Safety was a key feature in our project design. Our advisors Eivind Almaas and Nikolay Martyushenko helped us with choosing a safe project. Most of us had little lab experience to begin with, so we were in need of lab expertise and general safety protocols. Nikolay Martyushenko introduced us to various lab procedures such as making medium, autoclaving equipment, inoculating bacteria on plates and in liquid media. We were also introduced to the various safety precautions associated with these procedures which we followed whenever working in the lab.
A lot of our work was done in laboratories belonging to the faculty of biotechnology and food science here at NTNU. Before we could use their lab and all its equipment everybody had to fill out risk assessment forms (Link)and take part in a lab training tour led by the faculties’ staff engineer Hanne Jørgensen. The tour introduced us to available equipment and its location, safety requirements, and responsible use.
We worked with E.coli Dh5α and TG1 strains, both risk group 1 organisms. Transformation of these organisms was done inside our student lab. Since we were working with genetically modified organisms, we put a strong emphasis on keeping our engineered bacteria inside our lab. This was done by autoclaving all bacterial waste and contaminated equipment such as gloves and Eppendorf tubes, washing our hands before leaving the lab and washing our workspace with 70% ethanol.
Except for Crystal Violet (CV), the chemicals used during our project didn’t present any unique safety risks. CV, a carcinogen, was handled with great care. Due to it being light-sensitive, all CV solutions were covered with aluminum foil and marked with stickers matching its Safety Data Sheet (Link).
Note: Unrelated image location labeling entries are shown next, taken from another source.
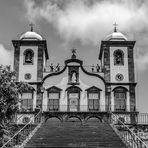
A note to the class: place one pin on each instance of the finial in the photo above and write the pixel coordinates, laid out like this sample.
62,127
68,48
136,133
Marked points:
115,29
31,27
73,52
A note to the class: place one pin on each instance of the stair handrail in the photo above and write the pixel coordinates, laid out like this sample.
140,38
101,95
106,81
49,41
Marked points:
17,133
136,139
CV liquid waste was marked by its contents and disposed of in accordance with instructions from staff engineer Hanne Jørgensen.
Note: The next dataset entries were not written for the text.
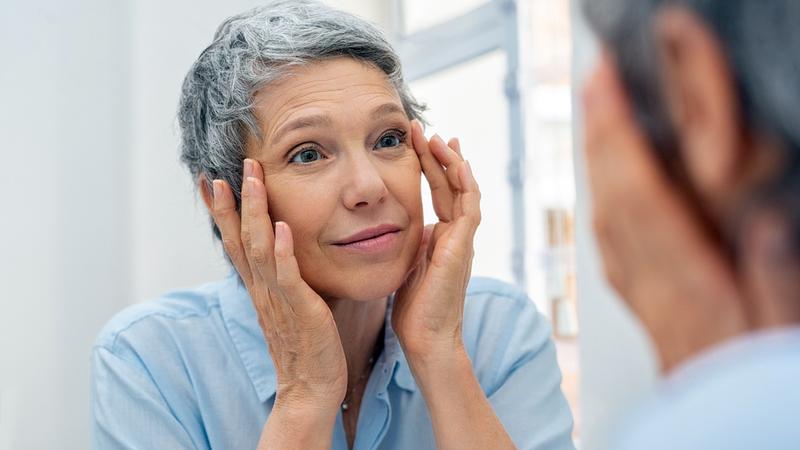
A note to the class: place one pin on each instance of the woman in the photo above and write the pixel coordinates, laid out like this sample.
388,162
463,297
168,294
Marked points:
345,324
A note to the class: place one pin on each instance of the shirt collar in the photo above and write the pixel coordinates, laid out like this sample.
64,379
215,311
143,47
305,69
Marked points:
241,322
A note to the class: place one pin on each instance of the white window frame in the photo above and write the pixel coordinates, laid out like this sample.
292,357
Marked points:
487,28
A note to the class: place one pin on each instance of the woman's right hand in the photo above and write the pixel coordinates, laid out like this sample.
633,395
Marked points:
299,328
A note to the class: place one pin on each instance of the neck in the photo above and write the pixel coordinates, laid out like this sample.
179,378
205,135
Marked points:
360,325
We also worked with confocal fluorescence microscopy and flow cytometry. We received instrument training from Astrid Bjørkøy and Marieke Olsman, respectively. These instruments presented no intrinsic safety risks, but we made sure to follow the protocols associated with both instruments carefully. Bacteria-contaminated equipment such as optical glass and gloves were thrown away after use and then autoclaved.
Our collaboration with iGEM Marburg involved them sending us a petri dish with Vibrio Natriegens bacteria and a protocol for making a growth curve for their bacteria. Since nobody had previously worked with V.natriegens at the Department of Biotechnology and Food Science here at NTNU, we had to get safety approval before starting our work in the laboratory. We asked Marburg to provide us with safety information regarding V.natriegens, which we then sent to the Department of Biotechnology and Food Science. Getting approval was unproblematic since V.natriegens is a risk group 1 organism without any intrinsic safety risks.
General lab safety
Cotton lab coats were worn inside the lab at all times. Whenever we had to go another lab we left our lab coat behind in our student lab and borrowed a vacant lab coat at the entrance to the faculties labs. As a general rule, we did our work in fume hoods, ensuring the safest possible work environment for us and the people around. Whenever handling chemicals or bacteria we wore fitting nitrile gloves, changing them frequently for optimal effect. Our beakers and tubes were marked with their specific contents to ensure that they were handled correctly and that there would be no confusion regarding their content. When leaving the lab, we washed our hands with soap and cleaned our workspace with 70% ethanol. Whenever handling the autoclave or taking bacteria from the freezer we wore thermal and cryo-resistant gloves, respectively. Safety goggles were worn whenever handling acetic acid and methanol. All of our personal equipment, such as backpacks, jackets, and food were kept outside the lab at all times. Since people switched tasks every week, we made sure to have at least 1 student from the previous week present at the lab to ensure that the newcomers followed the same procedures and safety measures surrounding the different parts of our project, such as biofilm measurement and biobrick ligation.
The major safety hazards in our project were Crystal Violet and recombinant E.coli DH5α and TG1 bacteria. As long as safety protocols are being followed, we believe that our project is safe for both researchers and the environment.